Update, 12/19/16: The Fraternal Order of Police has since added a note to the bottom of the list of policies saying that the document does not represent the FOP’s agenda and is not a advocacy document. “It is an advisory to our members as to what may happen when the new Administration takes over,” reads the statement.
Donald Trump didn’t earn too many endorsements from unions during his presidential campaign, but one enthusiastically supported him. The national Fraternal Order of Police (FOP), which boasts more than 330,000 members and is the country’s largest police union, announced in September that it would be backing Trump because he “understands and supports” its priorities. (The organization declined to make a formal endorsement in the 2012 presidential election but in 2008 backed John McCain.) Trump’s rhetoric on safety and law and order seemed to align with the right-leaning union. “Our members believe he will make America safe again,” the group explained when it announced its support.
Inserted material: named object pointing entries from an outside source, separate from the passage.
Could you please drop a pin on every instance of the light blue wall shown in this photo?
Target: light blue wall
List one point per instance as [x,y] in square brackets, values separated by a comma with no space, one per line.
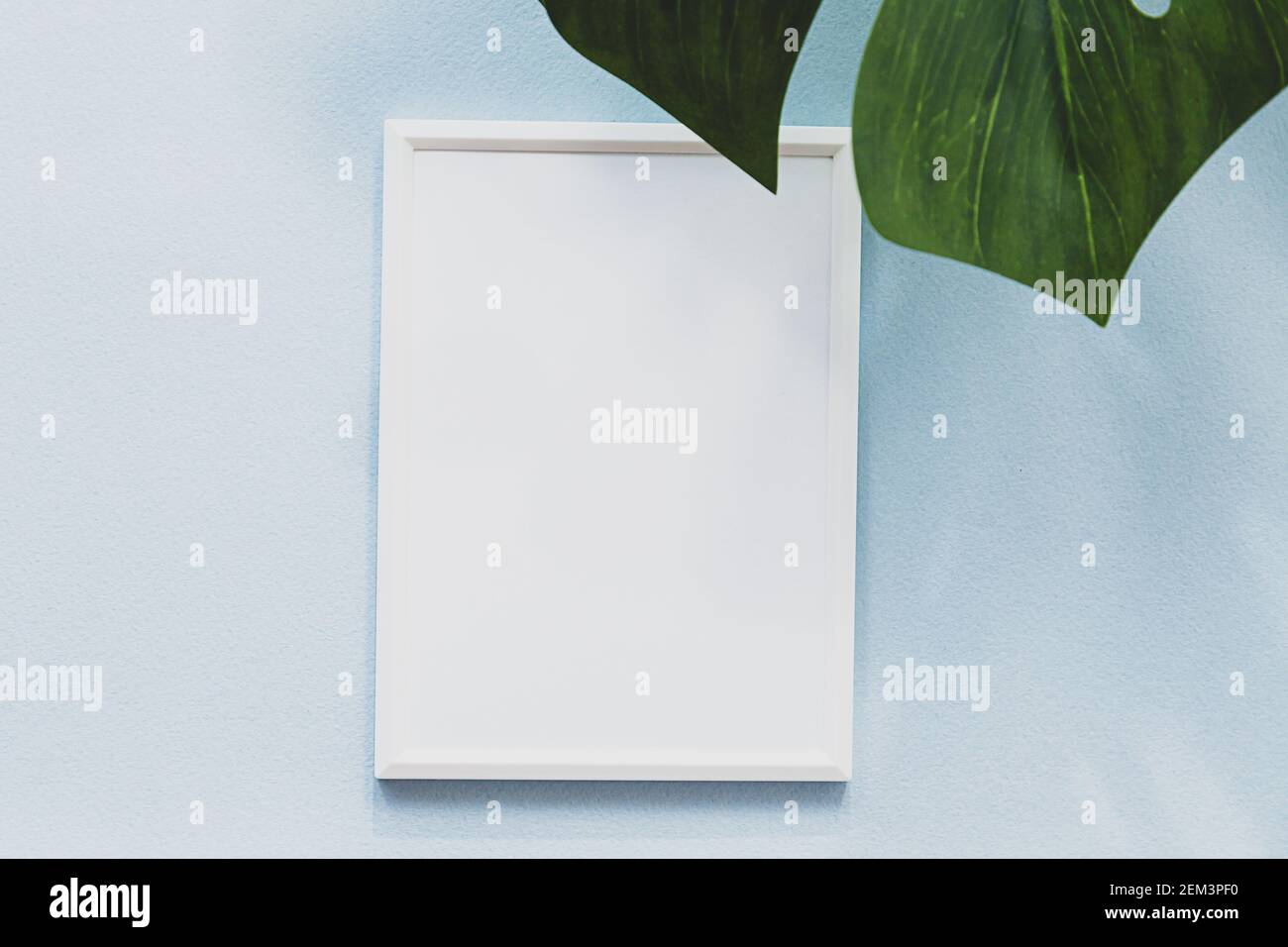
[1108,684]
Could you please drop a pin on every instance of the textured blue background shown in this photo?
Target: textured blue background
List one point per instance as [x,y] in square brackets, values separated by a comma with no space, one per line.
[1107,684]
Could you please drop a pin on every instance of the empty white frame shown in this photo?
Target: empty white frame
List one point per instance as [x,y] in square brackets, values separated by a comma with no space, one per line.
[618,414]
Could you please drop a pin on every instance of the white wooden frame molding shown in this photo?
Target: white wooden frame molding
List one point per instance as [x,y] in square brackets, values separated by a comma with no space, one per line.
[825,762]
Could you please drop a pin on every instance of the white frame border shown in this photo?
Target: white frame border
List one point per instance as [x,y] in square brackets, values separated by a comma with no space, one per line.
[829,763]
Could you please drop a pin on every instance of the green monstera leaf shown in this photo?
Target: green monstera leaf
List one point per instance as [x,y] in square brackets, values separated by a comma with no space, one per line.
[1037,138]
[719,65]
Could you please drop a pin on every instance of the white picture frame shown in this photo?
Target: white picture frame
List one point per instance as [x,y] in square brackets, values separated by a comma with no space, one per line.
[443,720]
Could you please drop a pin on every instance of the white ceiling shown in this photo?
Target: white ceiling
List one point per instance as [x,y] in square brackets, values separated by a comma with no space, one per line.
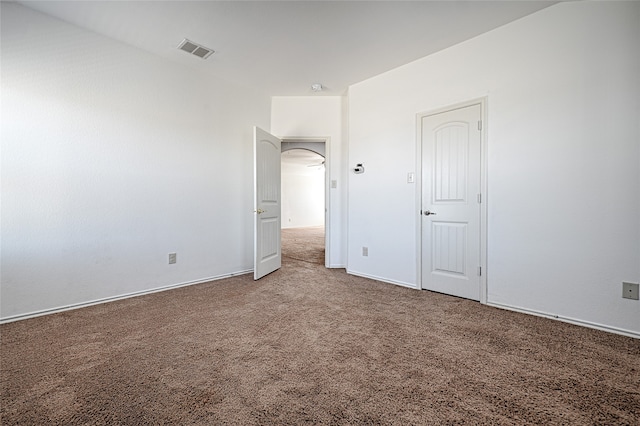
[282,47]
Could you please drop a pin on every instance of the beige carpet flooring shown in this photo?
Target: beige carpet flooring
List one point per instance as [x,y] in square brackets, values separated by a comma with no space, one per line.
[309,345]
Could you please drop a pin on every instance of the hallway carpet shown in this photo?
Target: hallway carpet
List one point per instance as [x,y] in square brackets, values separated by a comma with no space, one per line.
[309,345]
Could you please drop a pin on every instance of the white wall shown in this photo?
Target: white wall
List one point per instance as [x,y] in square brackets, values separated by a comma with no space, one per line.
[303,192]
[320,116]
[563,91]
[111,159]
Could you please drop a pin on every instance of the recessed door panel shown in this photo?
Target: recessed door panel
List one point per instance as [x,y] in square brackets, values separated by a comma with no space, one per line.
[450,161]
[449,248]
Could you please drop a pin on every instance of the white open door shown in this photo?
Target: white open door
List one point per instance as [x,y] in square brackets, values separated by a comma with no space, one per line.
[451,165]
[266,231]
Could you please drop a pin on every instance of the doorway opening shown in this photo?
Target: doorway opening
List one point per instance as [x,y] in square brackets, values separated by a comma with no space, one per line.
[304,201]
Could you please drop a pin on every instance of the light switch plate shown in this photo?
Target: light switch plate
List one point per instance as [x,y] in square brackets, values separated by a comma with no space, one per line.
[630,290]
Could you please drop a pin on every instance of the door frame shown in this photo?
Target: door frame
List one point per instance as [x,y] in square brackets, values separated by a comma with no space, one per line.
[483,188]
[327,186]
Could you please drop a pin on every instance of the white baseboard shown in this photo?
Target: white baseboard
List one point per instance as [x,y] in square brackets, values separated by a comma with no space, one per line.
[602,327]
[384,280]
[119,297]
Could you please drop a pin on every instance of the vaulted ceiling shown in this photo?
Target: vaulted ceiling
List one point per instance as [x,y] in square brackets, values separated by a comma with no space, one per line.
[283,47]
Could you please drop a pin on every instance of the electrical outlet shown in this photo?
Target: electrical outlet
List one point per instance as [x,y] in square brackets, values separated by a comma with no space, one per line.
[630,290]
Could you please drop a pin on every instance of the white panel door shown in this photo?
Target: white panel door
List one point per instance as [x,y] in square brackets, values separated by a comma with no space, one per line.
[450,211]
[266,157]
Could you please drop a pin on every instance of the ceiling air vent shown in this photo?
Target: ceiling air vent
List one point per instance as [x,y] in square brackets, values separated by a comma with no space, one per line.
[195,49]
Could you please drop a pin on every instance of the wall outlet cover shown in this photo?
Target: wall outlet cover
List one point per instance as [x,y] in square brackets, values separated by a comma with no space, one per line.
[630,290]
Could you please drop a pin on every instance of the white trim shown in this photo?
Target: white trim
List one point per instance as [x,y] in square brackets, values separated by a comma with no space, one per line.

About a week after Election Day, it offered the president-elect a list of its priorities for the first 100 days of his administration.
The policy ideas, released through the union’s official website with little fanfare, includes more than a dozen proposals. Many involve aggressively dismantling the modest reforms suggested by the Obama administration in a 2015 plan called President’s Task Force on 21st Century Policing, such as increasing the use of body cameras nationwide and implementing a national database on police use of force. The FOP also wants Trump to bring back racial profiling in federal agencies by lifting or changing the 2003 ban put in place by the Bush administration. The union suggests he should cut off some or all federal aid to “sanctuary cities” and bring an end to Deferred Action for Childhood Arrivals (DACA), using its database to deport the individuals who had been protected by being included in it. Using police officers to participate in the deportation of undocumented immigrants was an idea Trump suggested in his immigration speech in Phoenix, Arizona, last August. Several large cities have indicated they will not use police officers or relinquish their status as sanctuary cities to help deport immigrants.
The Fraternal Order of Police’s resistance to change and embrace of Trump and his policies is directly at odds with police officers of color and other cops who believe law enforcement agencies need to reform to better serve all Americans. The Blacks in Law Enforcement of America opposed the FOP’s endorsement of Trump, writing, “Is this endorsement the result of a few individuals who may stand to benefit from [a] so-called law and order candidate who knows nothing about the Criminal Justice System and is opposed to necessary reform of the institution?” Civil rights groups have criticized the FOP’s priorities. “The FOP’s agenda for Trump’s first 100 days is abhorrent,” the Advancement Project, a civil rights organization based in Washington, DC, wrote on Twitter. Changing the way police officers serve their communities has been a high priority for many politicians and activists alike and some gains have been made, but if the FOP’s proposals can further influence the Trump administration, police reform may get a lot more difficult.